Illumina announced with its introduction of the service that it is working on moving RapidTrack to its CLIA-approved lab, a goal that it reiterated this week (see story, this issue). Craig said that regardless of whether the sequencing is done in the company's research or clinical lab, his group would still do its own independent CLIA validation on all samples it runs through RapidTrack. "That part of it isn't as important to us as the turnaround time aspect," he said.
"The striking aspect for us was the feeling, 'That was easy,'" Craig said. "It was just very cool that for one of [the samples], within 20 or 30 minutes it seemed very clear to us what the best candidate was."
It raises the question, he said. "How often do we really want to be doing all of this internally?"
Huentelman added, "When you … take something your lab does really well and have someone else do it for you, there are a few concerns: One, how much it's going to cost you; Two, if it's going to be as good as you can do yourself."
Craig said that the cost-benefit analysis of the RapidTrack services is compelling. "If you do the math on how much this costs and include the fact that you have a $700,000 machine with a three-year lifespan, and it's $4,000 just to buy the reagents [for a single genome], it's not too hard to get close to that $9,500" per-genome cost of the RapidTrack service, Craig continued.

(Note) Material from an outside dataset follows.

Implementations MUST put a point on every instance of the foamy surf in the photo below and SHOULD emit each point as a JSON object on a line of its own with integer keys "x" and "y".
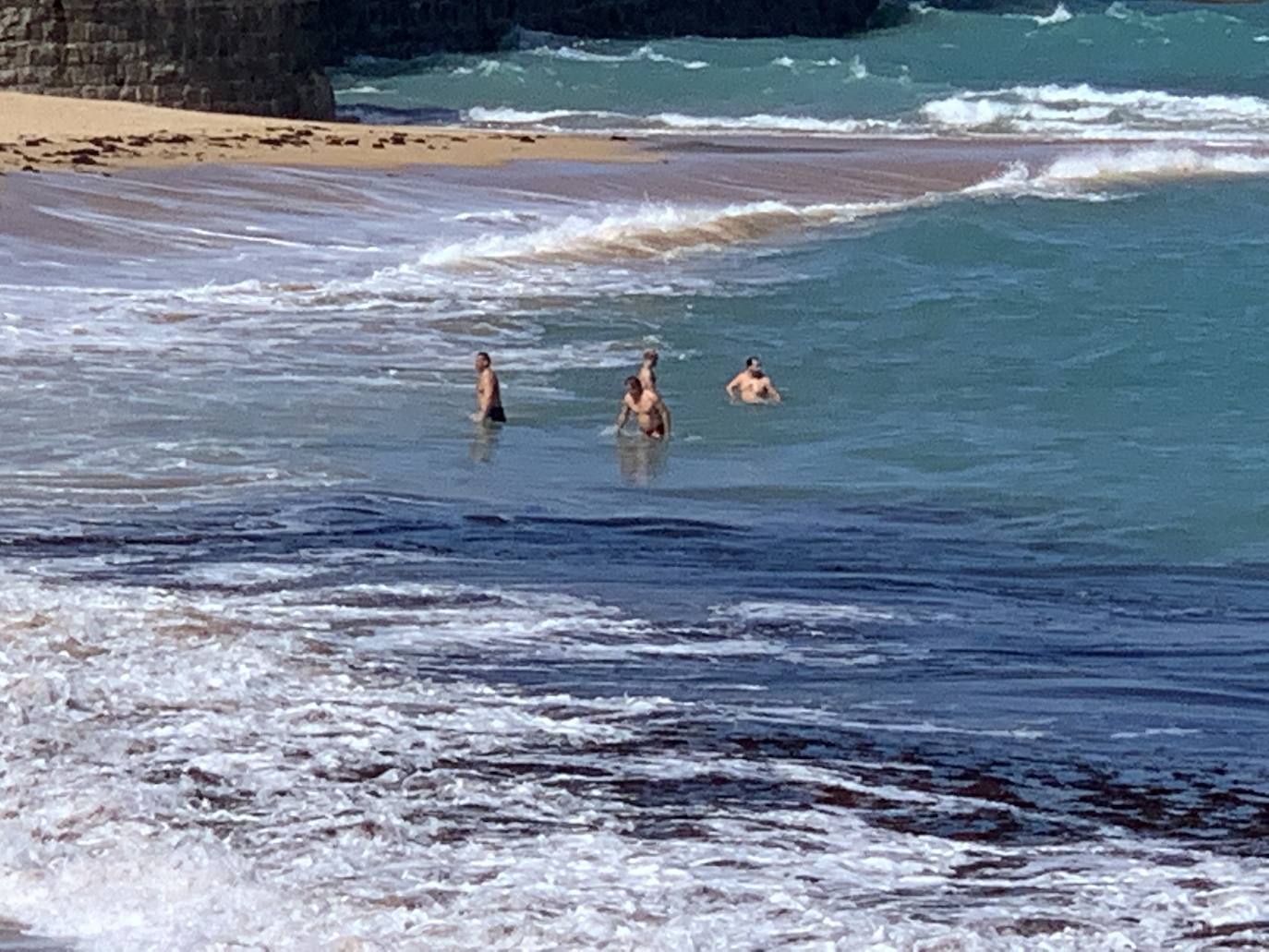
{"x": 1082, "y": 175}
{"x": 269, "y": 762}
{"x": 651, "y": 231}
{"x": 1085, "y": 111}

Internal sequencing could end up saving only $1,000 to $2,000 per genome, "so it kind of reshapes your thinking," he said. "You could see you might want to spend your time on more complex assays like ChIP-seq, methyl-seq, RNA-seq."
The group's immediate plans for the RapidTrack treatment include sample sizes in the "tens," Craig said.
An Illumina representative told CSN that Christopher Mason, a biomedical researcher at Weill Cornell Medical College, is also an early user of the RapidTrack service.
Another researcher, Stephen Kingsmore of Children's Mercy Hospital, has not used RapidTrack per se, but has been engaged with the company in a separate program using the HiSeq 2500 to sequence samples from infants in the hospital's neonatal intensive care unit on an even more accelerated turnaround timeline of about two days.
Kingsmore gave a webinar presentation last month discussing his experience sending samples to Illumina for sequencing on the HiSeq 2500 and using software to narrow results — a process his group has dubbed 'STAT-Seq' — which allowed his team to find the genetic cause of acute illnesses in several infants (CSN 7/18/2012).